Il existe deux formats pour les échappées ; le premier est celui que nous avons joué dans les résidences, qui est une forme longue de 30-35 minutes sur un thème, et le deuxième consiste de lectures de textes à domicile. Il fallait donc que les textes choisis puissent s’adapter à ces deux formes.

 

Quel est le processus typique pour créer une « échappée » ?

Dans un premier temps, avec Lucy, nous lisons beaucoup de textes. Nous nous connaissons et travaillons tous les deux avec des salons littéraires dans la région. Nous essayons de trouver des textes différents afin de faire un montage précis – commencer avec un extrait qui accroche le public, puis l’amener sur un terrain qu’il ne connait pas forcément avec des textes plus exigeants tout en essayant de rester léger. Une fois les textes choisis, nous testons les lectures pour voir s’ils sont bien adaptés pour être lus à voix haute, car certains ne le sont pas. Ensuite, il faut aussi les découper, se partager la narration, donner un sens à tout cela… faire une distribution et le montage dans son ensemble. Nous demandons à l’équipe de la Comédie de nous faire des retours.

Et dans un deuxième temps, il y a tout le volet administratif et préparatif qui est prise en charge par l’équipe de la Comédie de Béthune: prendre contact avec les structures pour accueillir les échappées, comme avec le service culturel de l’université, et organiser une tournée. Et enfin, on part !

 

Tu es venu trois fois dans des résidences universitaires dans ce cadre. Quelle a été ton expérience, d’abord d’arriver dans cet endroit et puis de jouer devant des étudiants ?

Ce n’est pas évident d’arriver dans un terrain qui n’est pas « conquis ». C’est d’abord une proposition de l’université faite aux étudiants, selon les contraintes horaires et d’espace. On a été très bien accueillis. A mon avis, c’est un travail au long terme… personnellement, j’y retournerais bien, peut-être plusieurs fois, afin de créer un vrai lien ! Je pense que les bonnes choses méritent du temps et de l’investissement.

 

Tu es arrivé dans une résidence où les étudiants ont été confinés. Avez-vous pu sentir comment les étudiants vivent cette période ?

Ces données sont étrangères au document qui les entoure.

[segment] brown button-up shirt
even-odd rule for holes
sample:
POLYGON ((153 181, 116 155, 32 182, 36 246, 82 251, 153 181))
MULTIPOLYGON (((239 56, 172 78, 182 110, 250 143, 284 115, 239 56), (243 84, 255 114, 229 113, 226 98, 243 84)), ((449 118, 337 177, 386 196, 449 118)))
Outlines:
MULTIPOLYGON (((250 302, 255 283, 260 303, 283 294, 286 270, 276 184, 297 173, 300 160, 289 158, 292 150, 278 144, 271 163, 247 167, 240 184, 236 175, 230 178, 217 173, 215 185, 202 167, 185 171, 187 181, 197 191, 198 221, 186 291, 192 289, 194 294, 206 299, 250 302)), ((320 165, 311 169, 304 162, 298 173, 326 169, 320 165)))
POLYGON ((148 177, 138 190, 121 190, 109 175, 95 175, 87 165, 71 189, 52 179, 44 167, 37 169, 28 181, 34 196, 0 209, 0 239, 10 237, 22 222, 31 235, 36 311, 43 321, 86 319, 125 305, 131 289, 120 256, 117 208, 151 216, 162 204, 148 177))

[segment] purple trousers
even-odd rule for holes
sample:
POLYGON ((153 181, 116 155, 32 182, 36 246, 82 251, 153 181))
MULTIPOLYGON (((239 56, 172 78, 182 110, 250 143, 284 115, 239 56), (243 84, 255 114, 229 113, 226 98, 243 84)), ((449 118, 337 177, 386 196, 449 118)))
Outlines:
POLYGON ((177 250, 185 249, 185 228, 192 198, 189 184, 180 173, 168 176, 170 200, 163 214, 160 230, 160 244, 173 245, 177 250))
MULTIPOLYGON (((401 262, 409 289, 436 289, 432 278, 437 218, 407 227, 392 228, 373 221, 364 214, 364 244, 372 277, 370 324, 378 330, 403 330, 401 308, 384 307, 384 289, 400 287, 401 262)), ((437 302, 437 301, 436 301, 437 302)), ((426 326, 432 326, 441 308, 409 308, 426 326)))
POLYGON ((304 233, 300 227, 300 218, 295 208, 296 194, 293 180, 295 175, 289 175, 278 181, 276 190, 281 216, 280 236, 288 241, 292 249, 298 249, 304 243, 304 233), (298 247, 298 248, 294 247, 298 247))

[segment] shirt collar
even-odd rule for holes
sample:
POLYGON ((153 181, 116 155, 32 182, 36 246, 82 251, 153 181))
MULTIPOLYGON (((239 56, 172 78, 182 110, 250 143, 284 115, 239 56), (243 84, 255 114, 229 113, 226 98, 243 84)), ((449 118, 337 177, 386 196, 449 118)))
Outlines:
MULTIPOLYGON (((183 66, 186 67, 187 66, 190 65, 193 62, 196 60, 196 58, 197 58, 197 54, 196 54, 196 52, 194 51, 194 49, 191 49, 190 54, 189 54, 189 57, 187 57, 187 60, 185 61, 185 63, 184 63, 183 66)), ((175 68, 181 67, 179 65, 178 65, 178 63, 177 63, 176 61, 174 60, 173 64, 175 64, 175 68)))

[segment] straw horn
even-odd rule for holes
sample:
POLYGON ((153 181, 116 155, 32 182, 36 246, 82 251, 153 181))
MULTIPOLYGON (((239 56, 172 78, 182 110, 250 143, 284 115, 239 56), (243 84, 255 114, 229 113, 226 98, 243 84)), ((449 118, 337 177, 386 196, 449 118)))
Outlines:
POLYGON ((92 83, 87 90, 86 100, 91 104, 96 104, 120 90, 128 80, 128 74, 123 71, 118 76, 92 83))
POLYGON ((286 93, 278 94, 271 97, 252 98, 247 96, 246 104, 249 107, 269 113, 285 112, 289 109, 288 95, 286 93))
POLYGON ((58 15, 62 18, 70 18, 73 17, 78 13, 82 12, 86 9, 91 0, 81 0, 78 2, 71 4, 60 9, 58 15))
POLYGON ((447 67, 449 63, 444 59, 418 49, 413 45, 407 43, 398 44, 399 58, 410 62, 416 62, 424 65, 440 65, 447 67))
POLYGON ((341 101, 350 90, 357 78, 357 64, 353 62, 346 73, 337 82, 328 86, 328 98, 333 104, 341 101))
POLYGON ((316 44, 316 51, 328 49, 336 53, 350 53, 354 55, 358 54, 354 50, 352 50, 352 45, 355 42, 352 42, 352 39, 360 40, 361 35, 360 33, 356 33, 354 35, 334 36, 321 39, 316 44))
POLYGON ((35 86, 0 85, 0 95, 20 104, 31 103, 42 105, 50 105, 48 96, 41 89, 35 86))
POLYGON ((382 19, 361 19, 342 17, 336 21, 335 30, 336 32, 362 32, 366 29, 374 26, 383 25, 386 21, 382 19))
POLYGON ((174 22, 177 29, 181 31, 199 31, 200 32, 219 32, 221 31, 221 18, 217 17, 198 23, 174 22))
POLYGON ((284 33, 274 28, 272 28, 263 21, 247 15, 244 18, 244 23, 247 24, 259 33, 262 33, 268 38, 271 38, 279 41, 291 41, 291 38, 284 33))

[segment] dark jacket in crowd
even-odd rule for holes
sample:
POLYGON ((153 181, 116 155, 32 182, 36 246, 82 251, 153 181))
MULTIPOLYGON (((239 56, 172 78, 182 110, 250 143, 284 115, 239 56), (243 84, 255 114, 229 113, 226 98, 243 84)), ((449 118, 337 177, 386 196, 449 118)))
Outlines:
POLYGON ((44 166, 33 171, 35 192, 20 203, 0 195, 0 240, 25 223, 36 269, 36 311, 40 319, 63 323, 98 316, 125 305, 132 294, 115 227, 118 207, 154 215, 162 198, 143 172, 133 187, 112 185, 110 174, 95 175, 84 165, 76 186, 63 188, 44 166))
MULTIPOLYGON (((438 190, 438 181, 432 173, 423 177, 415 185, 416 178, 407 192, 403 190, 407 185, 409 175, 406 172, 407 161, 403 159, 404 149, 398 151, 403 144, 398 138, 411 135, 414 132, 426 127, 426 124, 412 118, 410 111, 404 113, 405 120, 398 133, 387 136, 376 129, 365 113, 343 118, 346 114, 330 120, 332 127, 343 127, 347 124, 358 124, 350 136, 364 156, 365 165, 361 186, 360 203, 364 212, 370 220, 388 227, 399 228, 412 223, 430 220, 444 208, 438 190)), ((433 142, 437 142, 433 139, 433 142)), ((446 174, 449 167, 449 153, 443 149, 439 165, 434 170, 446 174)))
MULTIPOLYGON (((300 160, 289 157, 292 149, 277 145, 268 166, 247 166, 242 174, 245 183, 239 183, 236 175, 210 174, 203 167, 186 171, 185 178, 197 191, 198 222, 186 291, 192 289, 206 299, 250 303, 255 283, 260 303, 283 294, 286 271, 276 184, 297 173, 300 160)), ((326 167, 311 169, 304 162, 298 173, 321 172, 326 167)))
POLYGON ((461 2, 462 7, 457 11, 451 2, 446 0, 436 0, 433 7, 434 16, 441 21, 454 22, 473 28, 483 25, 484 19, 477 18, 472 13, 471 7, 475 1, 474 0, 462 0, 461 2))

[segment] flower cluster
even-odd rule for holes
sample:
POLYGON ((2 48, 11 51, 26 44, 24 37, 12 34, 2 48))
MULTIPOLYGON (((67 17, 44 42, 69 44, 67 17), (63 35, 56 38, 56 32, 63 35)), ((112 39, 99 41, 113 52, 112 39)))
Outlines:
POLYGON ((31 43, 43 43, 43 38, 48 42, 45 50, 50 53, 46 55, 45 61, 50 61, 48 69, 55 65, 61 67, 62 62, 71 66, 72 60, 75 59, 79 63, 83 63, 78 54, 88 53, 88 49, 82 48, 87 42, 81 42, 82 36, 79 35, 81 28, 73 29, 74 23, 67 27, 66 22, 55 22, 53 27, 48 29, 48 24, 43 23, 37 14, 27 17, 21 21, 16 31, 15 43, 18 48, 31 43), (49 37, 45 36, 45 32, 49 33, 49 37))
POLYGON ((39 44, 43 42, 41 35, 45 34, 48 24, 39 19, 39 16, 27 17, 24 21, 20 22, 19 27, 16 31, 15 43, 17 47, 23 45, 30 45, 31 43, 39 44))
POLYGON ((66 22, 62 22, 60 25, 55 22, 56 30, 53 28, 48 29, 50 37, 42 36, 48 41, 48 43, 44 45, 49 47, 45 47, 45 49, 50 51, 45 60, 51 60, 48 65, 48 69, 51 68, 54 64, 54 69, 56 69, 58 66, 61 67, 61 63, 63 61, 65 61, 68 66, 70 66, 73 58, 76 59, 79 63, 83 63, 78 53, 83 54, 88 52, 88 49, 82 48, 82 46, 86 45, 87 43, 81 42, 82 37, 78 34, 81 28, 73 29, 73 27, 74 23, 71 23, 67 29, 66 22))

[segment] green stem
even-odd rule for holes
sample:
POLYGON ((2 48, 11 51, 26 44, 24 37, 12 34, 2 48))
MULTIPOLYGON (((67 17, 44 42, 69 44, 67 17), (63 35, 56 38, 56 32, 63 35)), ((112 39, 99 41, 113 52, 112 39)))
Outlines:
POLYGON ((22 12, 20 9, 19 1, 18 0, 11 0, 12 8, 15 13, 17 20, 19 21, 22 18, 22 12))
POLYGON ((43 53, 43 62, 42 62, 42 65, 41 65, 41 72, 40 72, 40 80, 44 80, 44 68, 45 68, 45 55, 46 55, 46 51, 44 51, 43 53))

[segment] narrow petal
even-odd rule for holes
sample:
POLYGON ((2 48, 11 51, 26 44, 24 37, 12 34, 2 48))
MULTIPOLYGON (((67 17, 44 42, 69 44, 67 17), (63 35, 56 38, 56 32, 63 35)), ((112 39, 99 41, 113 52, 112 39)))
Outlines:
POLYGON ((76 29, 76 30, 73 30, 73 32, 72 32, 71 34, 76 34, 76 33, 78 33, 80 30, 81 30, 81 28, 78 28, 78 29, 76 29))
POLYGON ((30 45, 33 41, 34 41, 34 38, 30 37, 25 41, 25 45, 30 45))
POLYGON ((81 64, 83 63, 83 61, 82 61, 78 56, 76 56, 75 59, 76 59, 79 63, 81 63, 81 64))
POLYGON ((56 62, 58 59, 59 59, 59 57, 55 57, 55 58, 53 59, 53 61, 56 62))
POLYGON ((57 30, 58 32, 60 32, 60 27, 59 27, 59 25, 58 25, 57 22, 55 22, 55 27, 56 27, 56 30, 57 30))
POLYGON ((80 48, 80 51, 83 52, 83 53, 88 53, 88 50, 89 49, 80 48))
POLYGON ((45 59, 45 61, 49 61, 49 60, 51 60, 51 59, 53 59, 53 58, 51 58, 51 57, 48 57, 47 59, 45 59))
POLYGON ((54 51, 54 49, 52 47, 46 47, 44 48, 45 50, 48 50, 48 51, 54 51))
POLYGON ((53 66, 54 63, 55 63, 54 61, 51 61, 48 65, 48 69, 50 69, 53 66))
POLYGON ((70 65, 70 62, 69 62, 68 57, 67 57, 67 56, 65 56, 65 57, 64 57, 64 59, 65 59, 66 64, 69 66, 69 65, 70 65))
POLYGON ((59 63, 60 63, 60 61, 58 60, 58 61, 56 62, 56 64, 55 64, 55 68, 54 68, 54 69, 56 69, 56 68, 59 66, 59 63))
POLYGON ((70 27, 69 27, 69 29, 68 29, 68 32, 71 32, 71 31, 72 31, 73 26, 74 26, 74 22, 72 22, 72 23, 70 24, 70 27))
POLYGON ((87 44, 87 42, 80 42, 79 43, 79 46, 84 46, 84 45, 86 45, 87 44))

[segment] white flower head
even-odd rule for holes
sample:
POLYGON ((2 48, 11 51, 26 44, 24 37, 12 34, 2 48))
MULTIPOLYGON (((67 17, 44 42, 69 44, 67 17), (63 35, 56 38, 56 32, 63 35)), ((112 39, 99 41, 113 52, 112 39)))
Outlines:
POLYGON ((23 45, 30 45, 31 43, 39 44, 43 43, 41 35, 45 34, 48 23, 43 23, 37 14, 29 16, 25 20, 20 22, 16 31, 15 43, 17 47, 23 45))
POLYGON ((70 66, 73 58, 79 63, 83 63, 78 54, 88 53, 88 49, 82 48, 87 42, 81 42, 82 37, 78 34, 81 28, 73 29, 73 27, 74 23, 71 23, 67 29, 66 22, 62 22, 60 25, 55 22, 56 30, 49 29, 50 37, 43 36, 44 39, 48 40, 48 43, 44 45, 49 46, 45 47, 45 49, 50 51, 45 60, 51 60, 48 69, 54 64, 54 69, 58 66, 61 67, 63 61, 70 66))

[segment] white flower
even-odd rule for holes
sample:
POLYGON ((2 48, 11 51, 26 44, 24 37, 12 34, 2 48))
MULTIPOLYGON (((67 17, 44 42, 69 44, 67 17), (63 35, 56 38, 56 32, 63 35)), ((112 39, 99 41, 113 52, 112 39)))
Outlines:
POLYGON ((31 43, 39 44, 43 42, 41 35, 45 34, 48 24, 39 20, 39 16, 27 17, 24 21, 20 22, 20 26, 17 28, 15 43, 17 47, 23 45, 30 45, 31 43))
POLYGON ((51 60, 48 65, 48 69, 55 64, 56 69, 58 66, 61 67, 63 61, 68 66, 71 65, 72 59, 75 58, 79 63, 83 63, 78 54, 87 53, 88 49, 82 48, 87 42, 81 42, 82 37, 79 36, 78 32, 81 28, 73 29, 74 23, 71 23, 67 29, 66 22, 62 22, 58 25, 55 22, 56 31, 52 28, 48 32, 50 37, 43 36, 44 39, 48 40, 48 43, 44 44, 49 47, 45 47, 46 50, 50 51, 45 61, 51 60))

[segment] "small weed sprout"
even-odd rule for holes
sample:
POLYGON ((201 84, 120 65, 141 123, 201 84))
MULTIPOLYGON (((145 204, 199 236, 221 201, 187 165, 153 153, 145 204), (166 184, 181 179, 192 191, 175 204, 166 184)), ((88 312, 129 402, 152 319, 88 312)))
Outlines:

Je trouve que la crise du Covid-19 a recentré les priorités dans la vie quotidienne des gens. Notre métier de comédiens est avant tout un métier d’humain, et nous avons ressenti le besoin de la rencontre et d’échange chez les habitants. Cette forme est la meilleure adaptation qu’on a pu faire pour le théâtre afin de garder le lien avec nos publics. Ce lien est nécessaire, d’autant plus avec les étudiants qui n’ont pas le même bagage culturel… Après la crise, j’espère que cela leur donnerait envie de sortir, que ce soit pour aller au théâtre, au musée ou même au match sportif, afin de retrouver ce lien !

 

Et enfin, est-ce qu’il y a un texte en particulier que tu as eu du plaisir à mettre en voix parmi la sélection « Les échappées » ?

Je pourrais citer le texte « L’Intemporalité Perdue » de Anaïs Nin que nous avons présenté à la résidence de Béthune. Je suis étonné des retours que nous avons eus sur ce texte, qui chemine entre les rêveries d’une femme qui s’ennuyant dans des mondanités, prend un jour un bateau dans un jardin qui voyage dans le temps. Contrairement à mes attentes, ce texte accroche bien le spectateur, il a même été adapté en bande dessinée… lors de ce voyage la jeune femme croise de loin ses amis, sa famille et même des auteurs et artistes qu’elle aime bien. Un jour, elle rentre et découvre qu’elle était partie pendant 20 ans !

 

Propos recueillis par le service vie culturelle et associative.